Science and humour Inspire article

Find out the link between science and humour with these light-hearted resources. 

Two atoms run into each other in the street.

“Are you OK?”

“No, I’ve lost an electron.”

“Are you sure?”

“I’m positive!”

As well as being a good topic for jokes, there’s another link between science and humour, and it’s not just about using science to find the world’s funniest joke. Why do we laugh? What happens inside our brains when we find something funny? Do men and women react differently to humour? These are all questions that are being answered by science.

Image courtesy of Donnie Ray Jones; image source: Flickr 

Laughter is infectious, universal, and unique to humans. It’s also incredibly useful, explains Sophie Scott who works on the neuroscience of laughter at University College London (UCL) in the UK. We might think we laugh at jokes, but we laugh mainly to interact with other people – it’s a very social behaviour.

The purpose of humour, as Robin Dunbar says in his TED talk, is to help form relationships. Monkeys and apes spend 20% of their day grooming in order to bond their social groups, and laughter, like social grooming, facilitates bonding. When we watch the same funny video for example, we are four times more likely to laugh in a group, than when we are alone. We even laugh when we don’t understand the joke – we are primed to join in the laughter.

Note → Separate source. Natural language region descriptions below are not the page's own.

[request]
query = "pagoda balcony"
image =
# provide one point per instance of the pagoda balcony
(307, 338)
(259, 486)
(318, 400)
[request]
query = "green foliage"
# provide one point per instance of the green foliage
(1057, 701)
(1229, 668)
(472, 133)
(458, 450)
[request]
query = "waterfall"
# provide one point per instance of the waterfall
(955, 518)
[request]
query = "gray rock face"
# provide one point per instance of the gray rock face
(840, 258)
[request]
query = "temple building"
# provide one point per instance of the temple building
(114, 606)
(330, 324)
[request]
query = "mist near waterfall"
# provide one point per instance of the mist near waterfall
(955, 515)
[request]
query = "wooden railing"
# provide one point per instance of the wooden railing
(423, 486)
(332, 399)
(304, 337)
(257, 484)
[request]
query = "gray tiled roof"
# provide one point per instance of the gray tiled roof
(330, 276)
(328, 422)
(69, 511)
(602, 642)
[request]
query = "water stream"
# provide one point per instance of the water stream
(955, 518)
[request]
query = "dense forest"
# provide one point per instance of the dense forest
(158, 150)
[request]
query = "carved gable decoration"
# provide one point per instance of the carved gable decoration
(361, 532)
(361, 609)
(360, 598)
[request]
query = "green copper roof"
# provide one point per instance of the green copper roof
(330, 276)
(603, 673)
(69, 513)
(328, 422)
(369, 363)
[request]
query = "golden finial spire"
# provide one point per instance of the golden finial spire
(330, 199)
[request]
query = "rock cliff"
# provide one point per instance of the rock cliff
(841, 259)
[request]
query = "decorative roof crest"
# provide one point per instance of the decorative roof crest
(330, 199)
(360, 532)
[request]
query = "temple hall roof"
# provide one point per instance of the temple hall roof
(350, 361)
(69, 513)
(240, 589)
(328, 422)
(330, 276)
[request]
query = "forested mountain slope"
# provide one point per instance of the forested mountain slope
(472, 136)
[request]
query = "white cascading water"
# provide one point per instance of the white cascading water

Did you laugh reading the science joke above? Experiment and see if your students laugh when you tell it in a group. Does one sex laugh at the joke more than the other? Or do students of different ages react differently? Allan Reiss explains why responses of men and women to humour differ, and suggests a classroom experiment to discover what sort of humour appeals to different ages.

Conversely, telling a baby the same joke is unlikely to elicit a response, unless you pair it with a game of peekaboo, or tickling. Dr Caspar Addyman, the psychologist behind ‘The Baby Laughter project’ has undertaken the world’s largest survey of what makes babies laugh thanks to more than 1000 parents around the world. He shows that laughing baby videos are not just restricted to YouTube; they are a great way to study the workings of the human brain.